Early bootloader has some issues with PD and that caused bootloops, but somehow playing with RK dev tools it’s possible to revert bootloader to older one, I’m not sure how that is possible but I seen that few times. Bootloader version is one first lines on output starting with DDR…

Yes. I managed to run md5sum against the spi partition and normal bootloader img. It boots fine. It’s just that as soon as any command is issued these reoccurring cpu messages show up, then it just freezes.

Sounds ugly, do You have access to uart console?
Anything heats up?

Yep it gets warm. I was able to make contact and RMA the board. The other 3 are all running strong without issues.

It should be quite easy to find faulty board among other with same cables/power etc. Also it’s quite easy to compare what may be wrong about them. Have You You any chance to check from what comes that heat? SOC? was it stable under heavy cooling?
I have two more new Rock5 boards yet not unpacked, hopefully they are OK :slight_smile: I will have chance to test them about june.

The SOC with the tall Radxa heatsink was barely warm to the touch. Temps were about 32 degrees under load performing ‘apt upgrade’ before it started locking up. It would also lock up just sitting idle.

I tried multiple approaches. Swapping out the large heatsink for the heatsink/fan combo that finally arrived. No difference. And my last janky test by placing the board directly behind a PowerEdge server exhaust fan. Same results.

Conversely, my other 3 boards are operating container loads with just a thin copper shim acting as a heatsink and a PoE Hat fan combo. Absolutely no cooling issues in a 3d printed case. Haha

https://www.amazon.com/dp/B08LPT9PYX?ref=ppx_pop_mob_ap_share

1 Like

After returning the board it appears the “pmu was burned”. Probably got shorted somehow. :man_shrugging:t5:

I will have a replacement back shortly!

Thanks for this insight,
I just have problems with one mine R4B+ that I need to RMA, I always want to be sure how much I can do b]to diagnose problem myself. I cannot get nvme work on that board and it eventually failed.
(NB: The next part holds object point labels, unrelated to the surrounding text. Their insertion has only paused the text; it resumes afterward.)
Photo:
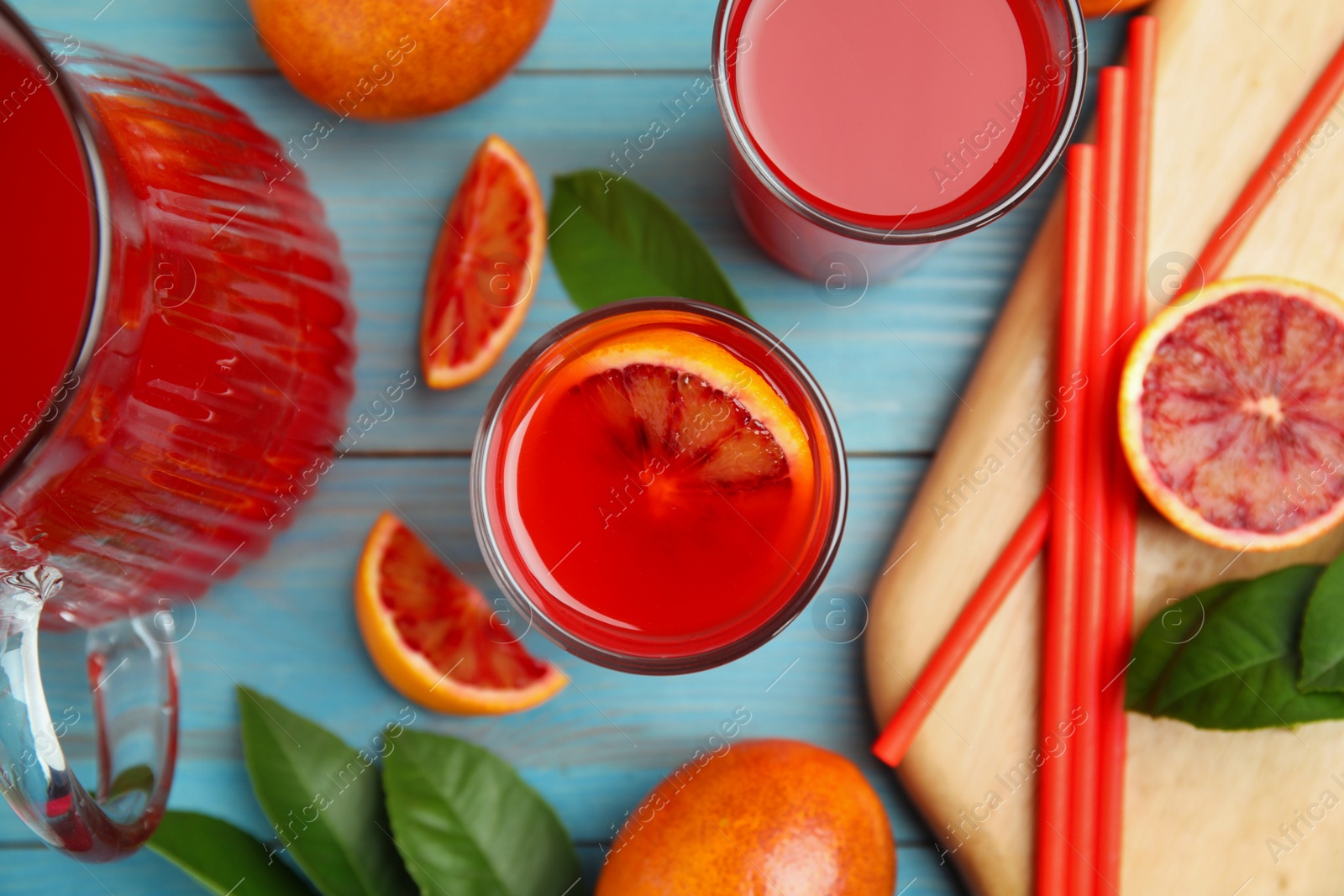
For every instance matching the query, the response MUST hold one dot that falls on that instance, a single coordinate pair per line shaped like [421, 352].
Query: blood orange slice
[676, 398]
[1231, 414]
[434, 637]
[486, 266]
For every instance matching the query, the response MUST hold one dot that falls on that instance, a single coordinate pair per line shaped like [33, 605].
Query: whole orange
[759, 819]
[396, 58]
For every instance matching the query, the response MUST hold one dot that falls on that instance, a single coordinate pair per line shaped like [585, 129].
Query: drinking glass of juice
[659, 485]
[862, 134]
[176, 367]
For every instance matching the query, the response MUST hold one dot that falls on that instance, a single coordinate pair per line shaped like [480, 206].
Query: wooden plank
[286, 627]
[39, 871]
[218, 34]
[213, 35]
BTW: how ROCK5 works with POE?

PoE has been working flawless on my 2.5Gb Mokerlink switch. I only wish it was a managed switch but this will do fine.

Do You get full 2.5G speed? What poe budget is needed with nvme?
Is poe+ enough?

I do get full 2.5G speed. I have the 8 port and it should work out to 15W per port (maybe less?).

Well this is a bummer.

I got the “fixed” board back but it has the same failure. I made sure to be super careful too. My other 3 boards are still doing fine.